Web advertising can be an effective and inexpensive way for wealth managers to attract new business, but few advisers use them.
The ads are quick and cheap to produce and their effectiveness can be easily gauged. For firms looking to attract business or recruit financial advisers, advertising on search engines, social media and other sites is worth a try, advisers say.
Tarah Carlow, vice president of marketing and new business development at Dallas-based boutique broker-dealer Prospera Financial Services, wanted to attract more top-tier financial advisers to her firm, whose 125 independent advisers manage about $3 billion in client assets.
Prospera had been cold calling, sending postcards and using recruiters to attract new advisers, but Carlow wanted to try something more creative.
She worked with Google Inc to create a pay-per-click ad that appeared as a sidebar when people searched for the term "independent broker dealer." The ad drew viewers by offering research papers on various topics, including one highlighting the 10 reasons advisers' moves to new firms fail.
The paper drew the interest of a pair of advisers at a regional firm. Carlow did not name them because their move to Prospera isn't complete.
Prospera would have paid a recruiter a $90,000 finder's fee for the pair, who generate about $1.5 million in revenues, Carlow said. The Google ads cost the firm $3,000 a month.
Advisers say web ads won't replace all other forms of advertising, but they can be valuable.
"If we convert even one click to a client, that will have paid for all our web budget for 2012," said David Edwards, president of Heron Financial Group, a New York-based wealth management firm that spends about $3,000 a year to advertise online.
A firm can start a web marketing campaign with a search engine like Google. Companies often spend thousands of dollars on consultants to help make sure they appear at the top of the organic search results page.
But you can also advertise your way onto the first page. With Google's self-directed process, AdWords, businesses write an ad and decide on the search terms it should be connected to. Advertisers are only charged when someone clicks on the ad.
With advertisers bidding against each other to secure a connection to search terms, the price can fluctuate based on popularity.
And popular phrases like "retirement planning" usually cost more each time someone clicks on the ad.
Advertisers can trim costs and get a better position on the search results page by getting a high-quality score -- a Google measure of how relevant the ad, keywords and landing page are to the search.
Advisers told Reuters they pay from $1 to $30 each time someone clicks on their ad -- and said their ads are clicked a few times a day.
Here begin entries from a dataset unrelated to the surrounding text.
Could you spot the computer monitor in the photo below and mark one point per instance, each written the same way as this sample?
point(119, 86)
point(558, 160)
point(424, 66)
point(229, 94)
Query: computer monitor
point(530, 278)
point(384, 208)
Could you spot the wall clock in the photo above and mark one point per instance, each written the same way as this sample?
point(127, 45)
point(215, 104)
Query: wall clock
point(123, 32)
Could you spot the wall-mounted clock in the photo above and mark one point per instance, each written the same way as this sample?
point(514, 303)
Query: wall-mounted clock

You can save money and further target an ad by including the name of your city in a search phrase, like "retirement planning Omaha," said Mike Byrnes, president of Boston-based Byrnes Consulting LLC.
A customizable Google analytics page allows a company to track the number of clicks that ads garner and how long people stay on a site after clicking.
Facebook Inc and LinkedIn Corp are other advertising targets for advisers along with the website of a local newspaper or chamber of commerce.
Heron Financial's Edwards is starting a Facebook marketing campaign. An ad with his picture will appear on the pages of all the friends of the people he is friends with, about 23,400 people.
For about $300 a month, the campaign will get his face in front of mostly high-net-worth individuals who may recognize him, Edwards said.
Firms with bigger marketing budgets can use a consultant to hone a web strategy. Byrnes charges from $2,000 to $10,000 to help set up an ad campaign, before the cost of the ads.
The ads work best if advisers have something of substance to lure in viewers. If you've written a book on personal finance, use your ad to offer a free chapter. Or if you made it onto a list of top-rated advisers, use that in your ad, inviting viewers to click to see why the publication ranked you so highly, Byrnes suggested.
Targeting a time of day also is smart. You can attract clients whose money worries keep them up at night by running an ad between 10 p.m. to 5 a.m.
Another tip: create specialized content on your website to support your ad, said Craig Larsen, president of the St. Charles, Illinois-based wealth management company AHC Advisors Inc., which advertises on Google and other sites.
If you specialize in managing money for people going through a divorce, create a page that lays out steps to protect finances in a divorce -- and how you can help.
"Take time to think about what that person who clicks on the ad would want to read," Larsen said.
Expect to learn through trial and error. Your bottom line won't take a big hit from ads that don't work.
"The beautiful thing about online advertising is you can do a series of low-cost experiments," said Heron Financial's Edwards.